U.S. Vice President Joe Biden visited Chattanooga and the UTC campus to speak at a memorial service honoring five servicemen killed during a July shooting, and UTC joined the community in standing “Chattanooga Strong.” Thanks to the UT Chattanooga Student Veterans Organization, UTC hosted the first communitywide remembrance the morning following the shootings. Other events brought the community to campus for remembrances, culminating in the official military memorial service on Aug. 15 featuring Biden and U.S. Defense Secretary Ash Carter. Biden didn’t personally know those killed—Logistics Specialist 2nd Class Randall Smith of the U.S. Navy, Sgt. Carson A. Holmquist, Gunnery Sgt. Thomas J. Sullivan, Lance Cpl. Squire K. Wells, or Staff Sgt. David A. Wyatt of the U.S. Marines—but says he could empathize based on the recent loss of his son Beau Biden who served in Iraq with the Delaware National Guard.
Center celebrates 35 years of serving community
The UT Chattanooga Center for Community Career Education (CCCE) recently celebrated its 35th year. CCCE specifically caters to low-income and first-generation students, enriching their lives through programs like GEAR UP, PAWS, College Knowledge, Now!, Talent Search, Life Planning, Upward Bound, Upward Bound Math and Science, Each One Reach One and Educational Opportunity Center. “Friends I went to college with say, ‘I can’t believe this is the work you do. You must wake up every morning so excited.’ And it is exciting, when you start telling people about it. It’s kind of amazing,” says Sandy Cole, CCCE’s executive director.
Students apply expertise to help animals
Students from UT Chattanooga’s psychology and biology departments have teamed up to participate in an ongoing project of environmental enrichment for animals at Chattanooga-area facilities. Funded by the Community Foundation of Greater Chattanooga, students work with the Chattanooga Zoo, Tennessee Aquarium and Reflection Riding to produce stimulating habitats for animals in the facilities’ care.
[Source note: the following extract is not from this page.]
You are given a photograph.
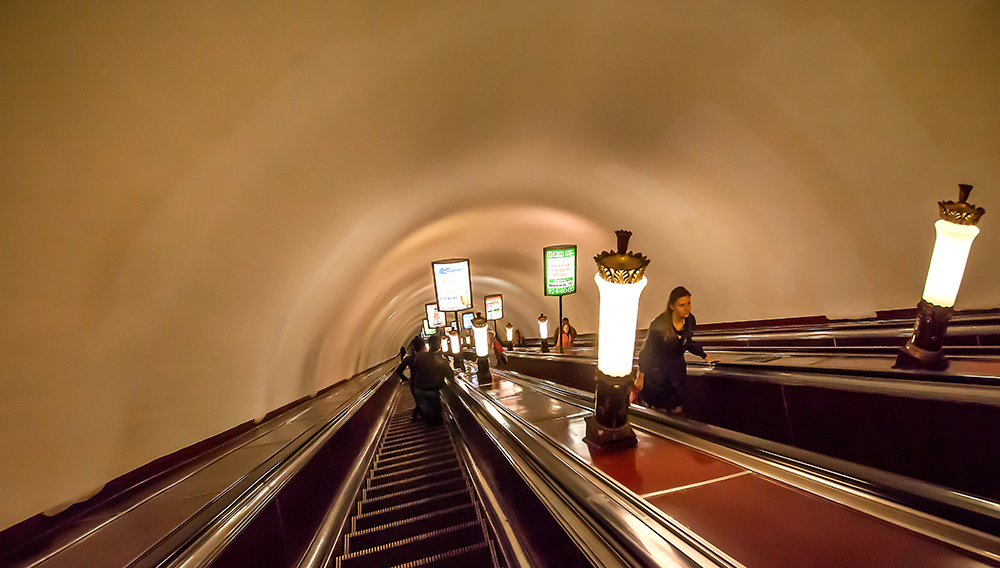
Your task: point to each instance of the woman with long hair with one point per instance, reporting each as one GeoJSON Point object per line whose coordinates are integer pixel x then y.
{"type": "Point", "coordinates": [661, 359]}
Sarah Farnsley, UTC adjunct professor and program coordinator, said the process involves researching the animals housed at the facilities, studying their natural needs, and developing ideas for meeting the animals’ needs.
At the Tennessee Aquarium, the otters’ keepers were concerned about how the otters were interacting with their environment. The otters spent a lot of time out of eyesight, at the door where food was supplied. The team brainstormed ideas for encouraging the otters to interact in other locations of their environment and chose to build a raft.
Initially, the otters were curious about the raft and pushed and pulled it from one side of the exhibit to the other, chewing and smelling it intently. Now they use it to recline on the water.
Farnsley says it’s a project where everybody wins.
“The students are getting research experience for their resumes. The animal facilities, sometimes they just want to do more than they have time for. So they benefit from having someone build a raft for them that they may have wanted to do, but they just didn’t have time,” Farnsley says. “And, it’s nice to see (the animals) engaging with something new in their environment.”